This is not all of course, during the same press conference Ahmadinejad added: “as far as I know, the (Fukushima) incident was not caused by the earthquake, but by the tsunami waves. We do not have tsunamis in the Gulf, and therefore there is no cause for concern”! Is this a rational argument, considering we have seen a hurricane strike the Sultanate of Oman, which is part of the Arab Gulf, and is situated opposite Iran in terms of its coastal borders? However, above all that, Tehran does not have the required capacity to deal with an earthquake, for we saw how the whole world rallied to help Iran after the devastating earthquake which struck the country two years ago.

Therefore, Ahmadinejad’s comments about what happened in Japan alone are evidence of the danger of Iran becoming a nuclear state. It is a danger for the region, a danger for the Iranians themselves, and a danger even to the global economy and its stability. The threat of Iran relates not only to what it does in the Arab world, from Iraq to Bahrain, Lebanon, Yemen and elsewhere, but the dangers also lies in its way of thinking, coupled with the weakness of its capabilities. Tehran insists on possessing nuclear energy, which it is fundamentally not equipped to deal with in an emergency, and this matter is more serious than the intentions of Iran itself.
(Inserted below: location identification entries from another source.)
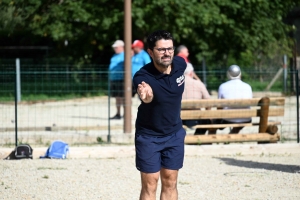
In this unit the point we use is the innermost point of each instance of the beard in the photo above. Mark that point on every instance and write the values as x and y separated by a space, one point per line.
164 63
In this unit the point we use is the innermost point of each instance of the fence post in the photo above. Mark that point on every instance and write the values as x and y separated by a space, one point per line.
108 89
17 82
285 73
297 98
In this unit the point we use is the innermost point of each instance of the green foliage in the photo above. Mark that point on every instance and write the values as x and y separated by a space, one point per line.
218 30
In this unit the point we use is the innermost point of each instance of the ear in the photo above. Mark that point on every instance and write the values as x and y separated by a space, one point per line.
150 52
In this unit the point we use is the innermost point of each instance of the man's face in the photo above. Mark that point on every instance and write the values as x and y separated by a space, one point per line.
136 49
163 53
185 52
118 49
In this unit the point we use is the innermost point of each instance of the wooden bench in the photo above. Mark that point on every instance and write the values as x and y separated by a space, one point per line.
263 108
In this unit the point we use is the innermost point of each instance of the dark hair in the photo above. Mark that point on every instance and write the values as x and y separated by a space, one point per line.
158 35
180 48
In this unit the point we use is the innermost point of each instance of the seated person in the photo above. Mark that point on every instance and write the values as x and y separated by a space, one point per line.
235 88
194 89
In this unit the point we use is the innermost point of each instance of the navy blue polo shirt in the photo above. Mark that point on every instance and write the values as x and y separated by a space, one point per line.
161 116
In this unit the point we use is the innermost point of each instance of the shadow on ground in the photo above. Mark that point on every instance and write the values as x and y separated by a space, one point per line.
261 165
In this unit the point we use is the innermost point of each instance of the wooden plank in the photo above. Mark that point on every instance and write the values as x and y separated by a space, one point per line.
229 125
219 138
204 103
232 113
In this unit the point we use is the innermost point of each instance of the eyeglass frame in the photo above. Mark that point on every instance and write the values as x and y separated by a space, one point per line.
165 50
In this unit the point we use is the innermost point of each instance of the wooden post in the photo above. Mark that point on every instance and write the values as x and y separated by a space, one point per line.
264 112
272 129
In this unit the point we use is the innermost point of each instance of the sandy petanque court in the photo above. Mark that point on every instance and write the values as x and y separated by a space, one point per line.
268 171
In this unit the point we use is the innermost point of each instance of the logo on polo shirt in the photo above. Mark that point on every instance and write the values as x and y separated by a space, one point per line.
180 80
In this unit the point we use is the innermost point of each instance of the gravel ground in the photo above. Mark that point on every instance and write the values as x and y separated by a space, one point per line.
235 176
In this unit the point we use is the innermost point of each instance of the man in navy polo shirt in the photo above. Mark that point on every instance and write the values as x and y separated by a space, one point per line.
159 137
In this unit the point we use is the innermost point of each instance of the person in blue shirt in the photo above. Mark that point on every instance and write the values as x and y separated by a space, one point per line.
116 76
159 136
139 59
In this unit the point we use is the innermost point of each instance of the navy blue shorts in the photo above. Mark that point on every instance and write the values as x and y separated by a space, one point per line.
153 153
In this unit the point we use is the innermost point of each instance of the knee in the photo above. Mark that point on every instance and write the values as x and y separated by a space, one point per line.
150 186
169 184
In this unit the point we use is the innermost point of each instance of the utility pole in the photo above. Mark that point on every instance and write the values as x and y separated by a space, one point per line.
127 67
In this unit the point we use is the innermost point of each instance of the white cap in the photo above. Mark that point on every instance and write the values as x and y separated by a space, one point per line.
189 68
118 43
234 72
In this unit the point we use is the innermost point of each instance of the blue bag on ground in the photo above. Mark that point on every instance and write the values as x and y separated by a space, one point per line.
58 149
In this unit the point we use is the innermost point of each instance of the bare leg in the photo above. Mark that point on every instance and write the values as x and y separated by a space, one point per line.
168 184
149 185
119 102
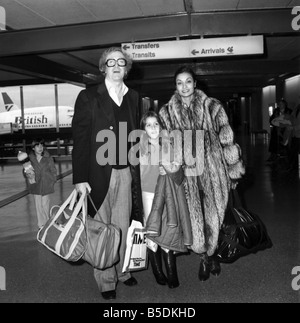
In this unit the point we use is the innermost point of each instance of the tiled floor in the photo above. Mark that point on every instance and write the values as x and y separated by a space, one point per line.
34 274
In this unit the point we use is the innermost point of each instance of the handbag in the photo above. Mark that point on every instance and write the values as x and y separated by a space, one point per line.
136 255
64 233
103 241
242 232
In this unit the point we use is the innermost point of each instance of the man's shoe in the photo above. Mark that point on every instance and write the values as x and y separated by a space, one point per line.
109 295
215 267
130 282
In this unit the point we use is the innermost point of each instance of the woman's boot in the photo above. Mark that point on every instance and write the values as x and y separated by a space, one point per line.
215 267
204 269
156 264
170 262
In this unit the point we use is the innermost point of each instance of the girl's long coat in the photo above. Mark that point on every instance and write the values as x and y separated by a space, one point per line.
45 174
221 160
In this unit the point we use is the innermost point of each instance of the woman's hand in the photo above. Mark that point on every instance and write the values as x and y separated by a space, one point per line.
83 188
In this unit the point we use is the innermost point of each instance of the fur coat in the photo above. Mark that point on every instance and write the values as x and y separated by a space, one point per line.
206 194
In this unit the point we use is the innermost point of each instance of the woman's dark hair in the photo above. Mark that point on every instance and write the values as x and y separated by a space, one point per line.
185 69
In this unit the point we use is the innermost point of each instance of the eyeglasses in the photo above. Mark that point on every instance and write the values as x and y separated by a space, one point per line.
112 62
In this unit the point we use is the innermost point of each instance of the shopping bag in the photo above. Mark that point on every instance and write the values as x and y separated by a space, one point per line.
136 256
103 242
242 232
64 233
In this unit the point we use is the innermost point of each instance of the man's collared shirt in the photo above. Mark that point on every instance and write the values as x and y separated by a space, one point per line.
112 91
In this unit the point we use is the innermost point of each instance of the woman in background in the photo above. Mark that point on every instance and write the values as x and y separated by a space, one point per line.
45 178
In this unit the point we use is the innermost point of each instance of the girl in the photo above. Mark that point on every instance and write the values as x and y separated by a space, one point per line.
45 178
167 233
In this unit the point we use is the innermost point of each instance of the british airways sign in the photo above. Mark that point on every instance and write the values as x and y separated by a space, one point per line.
194 48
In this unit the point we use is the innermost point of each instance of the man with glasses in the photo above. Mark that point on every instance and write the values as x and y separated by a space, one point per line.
100 167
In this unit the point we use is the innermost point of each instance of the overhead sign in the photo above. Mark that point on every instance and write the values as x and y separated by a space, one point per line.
194 48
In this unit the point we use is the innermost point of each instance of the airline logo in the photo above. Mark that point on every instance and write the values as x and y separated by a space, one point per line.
36 118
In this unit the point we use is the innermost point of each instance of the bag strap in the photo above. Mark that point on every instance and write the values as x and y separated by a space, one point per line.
97 211
69 200
79 206
236 200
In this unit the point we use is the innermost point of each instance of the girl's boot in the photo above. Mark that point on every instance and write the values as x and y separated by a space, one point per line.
156 264
204 269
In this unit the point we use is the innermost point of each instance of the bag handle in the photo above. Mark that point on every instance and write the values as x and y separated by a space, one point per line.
79 206
70 198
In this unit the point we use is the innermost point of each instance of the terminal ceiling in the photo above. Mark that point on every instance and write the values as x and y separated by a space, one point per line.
48 41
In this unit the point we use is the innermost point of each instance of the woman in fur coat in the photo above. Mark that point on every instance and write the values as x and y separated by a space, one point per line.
216 166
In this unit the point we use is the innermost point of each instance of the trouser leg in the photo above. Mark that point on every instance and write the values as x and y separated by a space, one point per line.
117 207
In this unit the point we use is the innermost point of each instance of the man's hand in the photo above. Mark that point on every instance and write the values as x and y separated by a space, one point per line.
83 188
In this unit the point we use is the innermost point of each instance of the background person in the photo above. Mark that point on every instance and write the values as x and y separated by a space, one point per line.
207 194
99 108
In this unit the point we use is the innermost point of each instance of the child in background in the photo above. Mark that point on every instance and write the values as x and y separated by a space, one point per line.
157 159
45 178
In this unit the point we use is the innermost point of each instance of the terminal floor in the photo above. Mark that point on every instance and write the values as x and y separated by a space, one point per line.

Thus, the Iranian threat stems not only from its interference in the countries of the region, or its promotion of sectarianism. Indeed, the Iranian threat lies in the weakness of its potential combined with the size of its delusion, and the gravity of its intent. Iran doesn’t only threaten the Middle East, but it threatens the whole world as I said above. Ahmadinejad’s comments on Japan alone are evidence of the size of the danger posed by the Tehran regime, and its way of thinking.